Dov’è il sapiente? Dov’è il dotto? Dove mai il sottile ragionatore di questo mondo? Non ha forse Dio
dimostrato stolta la sapienza di questo mondo? Poiché, infatti, nel disegno sapiente di Dio il mondo, con
tutta la sua sapienza, non ha conosciuto Dio, è piaciuto a Dio di salvare i credenti con la stoltezza della
predicazione. (vv. 20-21)
La parola della croce come scandalo
Soltanto a questo punto Paolo introduce il riferimento ai Giudei: la sapienza di questo mondo, cercata dai
Greci, fa pendant al feticcio giudaico della potenza; per essi Gesù crocifisso è anche scandalo:
E mentre i Giudei chiedono i miracoli e i Greci cercano la sapienza, noi predichiamo Cristo crocifisso, scandalo per i
Giudei, stoltezza per i pagani; ma per coloro che sono chiamati, sia Giudei che Greci, predichiamo Cristo potenza di
Dio e sapienza di Dio. Perché ciò che è stoltezza di Dio è più sapiente degli uomini, e ciò che è debolezza di Dio è più
forte degli uomini. (vv. 22-25)
La sommaria caratterizzazione della parola della croce come follia e scandalo – certo molto ellittica
e anche iperbolica – è confermata e insieme precisata mediante il riferimento alla concreta identità
degli interlocutori; essi sono nel numero di quanti nel mondo sono ritenuti stolti e deboli (vv. 2631). Anche in questo caso, la parola dell’apostolo è confermata da quella dei profeti (Ger 9, 22-23).
Paolo stesso è stato trepidante e incerto nel suo annuncio della parola della croce, così che risultasse
chiaro che l’annuncio non era cosa sua:
Anch’io, o fratelli, quando sono venuto tra voi, non mi sono presentato ad annunziarvi la testimonianza di Dio con
sublimità di parola o di sapienza. Io ritenni infatti di non sapere altro in mezzo a voi se non Gesù Cristo, e questi
crocifisso. Io venni in mezzo a voi in debolezza e con molto timore e trepidazione; e la mia parola e il mio
messaggio non si basarono su discorsi persuasivi di sapienza, ma sulla manifestazione dello Spirito e della sua
potenza, perché la vostra fede non fosse fondata sulla sapienza umana, ma sulla potenza di Dio. (2, 1-5)
La sapienza vera, quella dello spirito
Anche di sapienza si parla tra i perfetti, tra i credenti, ma sui tratta di una sapienza altra rispetto a quella dei
Greci. L’opposizione di due figure opposte di sapienza è già nei testi dell’AT, anzi tutto nei due alberi del
giardino; ma anche nei Proverbi (Hai visto un uomo che si crede saggio?
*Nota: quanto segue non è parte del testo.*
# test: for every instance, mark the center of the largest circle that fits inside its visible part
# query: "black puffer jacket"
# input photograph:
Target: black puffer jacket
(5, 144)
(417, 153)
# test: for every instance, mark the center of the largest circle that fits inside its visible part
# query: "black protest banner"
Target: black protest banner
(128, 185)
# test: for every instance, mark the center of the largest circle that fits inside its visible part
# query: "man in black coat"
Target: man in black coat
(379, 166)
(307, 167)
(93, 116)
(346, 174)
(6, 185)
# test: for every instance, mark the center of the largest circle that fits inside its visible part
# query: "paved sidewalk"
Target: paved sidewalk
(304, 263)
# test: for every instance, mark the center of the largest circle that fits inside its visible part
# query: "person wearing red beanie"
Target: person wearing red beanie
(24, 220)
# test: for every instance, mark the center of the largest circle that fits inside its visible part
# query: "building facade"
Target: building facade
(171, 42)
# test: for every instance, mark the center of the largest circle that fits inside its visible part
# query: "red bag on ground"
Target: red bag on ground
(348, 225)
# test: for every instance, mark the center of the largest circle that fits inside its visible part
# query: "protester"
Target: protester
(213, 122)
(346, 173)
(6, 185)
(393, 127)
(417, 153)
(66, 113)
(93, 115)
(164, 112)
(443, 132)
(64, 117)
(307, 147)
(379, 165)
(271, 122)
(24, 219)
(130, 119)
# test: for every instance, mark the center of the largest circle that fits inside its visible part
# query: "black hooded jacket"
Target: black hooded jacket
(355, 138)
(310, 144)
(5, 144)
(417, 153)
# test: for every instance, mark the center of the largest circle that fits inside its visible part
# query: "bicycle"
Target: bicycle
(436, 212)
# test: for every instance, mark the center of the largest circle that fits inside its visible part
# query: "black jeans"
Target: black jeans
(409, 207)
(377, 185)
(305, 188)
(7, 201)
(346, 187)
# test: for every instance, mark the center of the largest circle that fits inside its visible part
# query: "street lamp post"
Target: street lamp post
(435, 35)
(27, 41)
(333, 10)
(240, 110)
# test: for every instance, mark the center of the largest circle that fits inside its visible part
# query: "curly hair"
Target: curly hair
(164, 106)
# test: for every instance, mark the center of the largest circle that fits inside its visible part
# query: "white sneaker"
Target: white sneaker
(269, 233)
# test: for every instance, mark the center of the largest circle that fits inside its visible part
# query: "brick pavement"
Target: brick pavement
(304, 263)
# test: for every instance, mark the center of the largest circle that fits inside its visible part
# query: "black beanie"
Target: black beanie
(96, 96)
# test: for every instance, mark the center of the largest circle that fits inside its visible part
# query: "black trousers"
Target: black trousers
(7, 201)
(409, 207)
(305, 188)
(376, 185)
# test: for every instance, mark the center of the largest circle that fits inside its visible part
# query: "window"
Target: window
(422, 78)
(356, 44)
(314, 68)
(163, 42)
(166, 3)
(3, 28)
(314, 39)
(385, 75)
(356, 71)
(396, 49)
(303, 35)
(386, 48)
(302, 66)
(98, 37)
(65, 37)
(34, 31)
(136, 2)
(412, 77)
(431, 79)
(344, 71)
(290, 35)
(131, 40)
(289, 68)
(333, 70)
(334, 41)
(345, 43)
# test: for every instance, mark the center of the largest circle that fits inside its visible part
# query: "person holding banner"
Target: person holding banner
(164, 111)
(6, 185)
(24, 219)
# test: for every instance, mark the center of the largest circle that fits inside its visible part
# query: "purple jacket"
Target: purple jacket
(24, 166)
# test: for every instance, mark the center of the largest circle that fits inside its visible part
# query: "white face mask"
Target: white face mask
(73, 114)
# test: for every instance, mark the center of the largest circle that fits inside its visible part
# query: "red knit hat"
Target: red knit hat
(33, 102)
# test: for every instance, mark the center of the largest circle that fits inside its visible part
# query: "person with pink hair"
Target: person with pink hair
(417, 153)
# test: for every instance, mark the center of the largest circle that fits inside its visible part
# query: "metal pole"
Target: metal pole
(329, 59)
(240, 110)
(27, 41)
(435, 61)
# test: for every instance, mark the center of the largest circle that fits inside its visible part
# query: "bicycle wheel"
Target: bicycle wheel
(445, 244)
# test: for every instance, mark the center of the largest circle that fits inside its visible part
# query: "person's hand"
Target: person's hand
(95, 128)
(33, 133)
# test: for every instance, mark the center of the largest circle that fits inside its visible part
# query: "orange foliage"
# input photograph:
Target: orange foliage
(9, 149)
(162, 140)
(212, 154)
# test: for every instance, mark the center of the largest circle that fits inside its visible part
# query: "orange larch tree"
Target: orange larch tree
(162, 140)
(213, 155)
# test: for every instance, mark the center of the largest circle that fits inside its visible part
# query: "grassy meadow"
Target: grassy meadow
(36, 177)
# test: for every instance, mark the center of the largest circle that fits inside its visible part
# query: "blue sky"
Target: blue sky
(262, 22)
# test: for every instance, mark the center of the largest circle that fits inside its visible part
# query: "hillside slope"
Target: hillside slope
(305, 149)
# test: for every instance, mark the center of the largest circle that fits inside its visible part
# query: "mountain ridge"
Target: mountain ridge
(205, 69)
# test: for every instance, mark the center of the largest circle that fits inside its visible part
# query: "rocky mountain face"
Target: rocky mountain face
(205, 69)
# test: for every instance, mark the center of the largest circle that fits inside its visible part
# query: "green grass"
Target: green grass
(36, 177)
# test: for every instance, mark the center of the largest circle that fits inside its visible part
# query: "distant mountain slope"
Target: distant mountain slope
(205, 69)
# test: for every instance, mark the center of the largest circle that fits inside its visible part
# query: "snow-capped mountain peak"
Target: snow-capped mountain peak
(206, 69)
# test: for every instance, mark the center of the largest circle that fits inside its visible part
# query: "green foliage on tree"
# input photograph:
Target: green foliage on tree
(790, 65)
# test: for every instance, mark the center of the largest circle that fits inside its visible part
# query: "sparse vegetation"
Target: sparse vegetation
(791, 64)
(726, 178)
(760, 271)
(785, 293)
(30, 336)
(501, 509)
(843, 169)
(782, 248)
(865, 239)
E` meglio sperare in uno stolto che
in lui, Pr 26, 12) o nel Qohelet, libro redatto proprio in polemica con la sapienza dei greci.
Tra i perfetti parliamo, sì, di sapienza, ma di una sapienza che non è di questo mondo […]. Ma a noi Dio le ha
rivelate per mezzo dello Spirito; lo Spirito infatti scruta ogni cosa, anche le profondità di Dio. Chi conosce i segreti
dell’uomo se non lo spirito dell’uomo che è in lui? Così anche i segreti di Dio nessuno li ha mai potuti conoscere se
non lo Spirito di Dio. Ora, noi non abbiamo ricevuto lo spirito del mondo, ma lo Spirito di Dio per conoscere tutto
ciò che Dio ci ha donato. Di queste cose noi parliamo, non con un linguaggio suggerito dalla sapienza umana, ma
insegnato dallo Spirito, esprimendo cose spirituali in termini spirituali. L’uomo naturale però non comprende le cose
dello Spirito di Dio; esse sono follia per lui, e non è capace di intenderle, perché se ne può giudicare solo per mezzo
dello Spirito. L’uomo spirituale invece giudica ogni cosa, senza poter essere giudicato da nessuno. Chi infatti ha
conosciuto il pensiero del Signore in modo da poterlo dirigere? Ora, noi abbiamo il pensiero di Cristo.
Le divisioni vengono dall’essere carnali (c. 3)
La distinzione tra le due figure della sapienza consente di interpretare i litigi dei Corinzi; sono troppo
infantili, e non sanno intendere spiritualmente, e cioè da adulti: tutto è vostro! Ma voi siete di Cristo e Cristo è di
Dio.
Giudice è solo il Signore (c. 4)
I ministri stessi del vangelo non debbono rispondere della loro predicazione davanti al tribunale dei fedeli,
ma soltanto davanti a Dio; e da Lui debbono attendere la loro ricompensa.